1 September 2016
An ambitious “citizen science” project that promotes the shooting of whales in an eco-friendly way, has been launched in Durban.
Almost hunted to extinction forty years ago, whales are now at the heart of a ‘citizen science’ project launched in Durban today by Wildlands in association with Grindrod Bank and The Blue Fund.
It is called WhaleTime and engages the public in monitoring the migration of more than 10,000 whales along the KZN’s coastline from July to November each year. To participate in this project, people simply upload photos of whale sightings on the WhaleTime website, along with the GPS position of where each photo was taken and other information about each whale encounter.
The envisaged outcome is an interactive, public database on whale populations, behaviour and habitat use.
“All sightings, from either a boat or the shore, should be reported as long they are accompanied by a photo,” said Wildlands’ Strategic Manager, Mark Gerrard.
Gerrard said the WhaleTime crew were particularly keen on photos of whales in action: blowing, breaching, fluking, lob-tailing, sailing or sky-hopping – a term for a whale ‘standing’ with its head above the water surface, enabling it to check out its surroundings.
The project also aimed to promote ethical whale watching protocol, including that a boat should not venture closer to 300m from a whale (unless one has a research or whale watching permit).
“Whales also need their space,” said Gerrard.
Gerrard said the associated educational aspects of the project would not only make people aware of how close several species of whales came to extinction, but also highlight new threats that whales face today. For instance, many people do not know that Durban once had the largest land based whaling operation in the world.
WhaleTime’s Summer Newton, a marine science masters student from Nelson Mandela Metropolitan University, reckons more than 28,000 whales were hunted and killed off Durban’s coastline between 1907 and 1975.
In Facts About Durban, archivist Allan Jackson describes how these whales were killed with metal harpoons loaded with explosives, then pumped full of compressed air for towing back to shore. The bloated carcasses were then heaved up a slipway of the whaling station on the Bluff for processing. It was not only whale oil rendered from blubber that was in great demand back then, said Jackson. Almost every last fragment of the huge creatures, from bone to skin and flesh, was used for something: lubricants for machinery, candles, cosmetics, pharmaceuticals. Whale meat extract was also used to make instant soup.
Newton said by the end of the whaling period – South Africa banned whaling in 1979 – it was estimated that there were as few as 340 humpback whales and less than 100 southern right whales left in the southwest Indian Ocean along the coast of South Africa. Through on-going conservation efforts these two species have partially recovered.

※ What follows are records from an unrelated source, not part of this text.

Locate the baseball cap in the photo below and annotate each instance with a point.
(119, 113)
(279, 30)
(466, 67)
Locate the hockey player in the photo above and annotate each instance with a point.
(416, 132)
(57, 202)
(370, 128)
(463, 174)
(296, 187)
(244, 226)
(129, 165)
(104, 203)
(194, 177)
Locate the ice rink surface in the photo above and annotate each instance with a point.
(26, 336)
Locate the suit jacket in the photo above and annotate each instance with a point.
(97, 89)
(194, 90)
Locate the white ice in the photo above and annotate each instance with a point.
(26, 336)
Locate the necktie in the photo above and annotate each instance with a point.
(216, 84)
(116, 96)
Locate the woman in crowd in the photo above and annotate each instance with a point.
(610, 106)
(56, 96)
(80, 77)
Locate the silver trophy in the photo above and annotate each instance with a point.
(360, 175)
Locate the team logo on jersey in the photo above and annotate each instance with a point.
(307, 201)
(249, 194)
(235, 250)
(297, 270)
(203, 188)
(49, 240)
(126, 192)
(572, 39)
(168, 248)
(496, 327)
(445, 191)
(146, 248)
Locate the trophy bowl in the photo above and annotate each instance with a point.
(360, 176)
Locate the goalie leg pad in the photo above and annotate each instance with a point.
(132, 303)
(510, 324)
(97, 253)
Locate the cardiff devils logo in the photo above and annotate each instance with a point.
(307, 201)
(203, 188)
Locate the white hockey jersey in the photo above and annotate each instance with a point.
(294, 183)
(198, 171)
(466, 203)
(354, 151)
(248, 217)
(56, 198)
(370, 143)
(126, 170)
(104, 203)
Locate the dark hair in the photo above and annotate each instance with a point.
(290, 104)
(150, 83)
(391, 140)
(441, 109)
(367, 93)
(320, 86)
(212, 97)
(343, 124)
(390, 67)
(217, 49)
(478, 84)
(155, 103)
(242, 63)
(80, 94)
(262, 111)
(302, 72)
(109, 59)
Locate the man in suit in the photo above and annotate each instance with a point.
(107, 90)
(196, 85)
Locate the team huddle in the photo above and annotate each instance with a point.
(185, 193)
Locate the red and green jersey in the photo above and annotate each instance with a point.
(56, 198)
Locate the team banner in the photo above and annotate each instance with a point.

Latest surveys suggest that as many as 7,000 humpback whales and more than 1,000 southern right whales migrate past Durban each year.
But marine scientists are concerned about new threats to whale populations and behaviour, including entanglement in fishing gear and shark nets, collisions with ships and noise pollution. Seismic surveys used by the petroleum industry to locate gas and oil reservoirs under the seabed have also become a serious concern. The use of active sonar disturbs whales and can disrupt their migration.
In collating available data and photos of humpback whale migration, Newton is particularly excited about getting good, clear pictures of humpback whale flukes (tail fins).
Just as every dog and cat has a unique coat, so do all whale flukes have diverse characteristics, from colour through to shape. Getting good pictures of humpback whale flukes will help Newton create a photo-identification catalogue featuring individual whales. The WhaleTime crew will then be able to collaborate with other scientists in tracking the behaviour and movement of these individual whales around the world.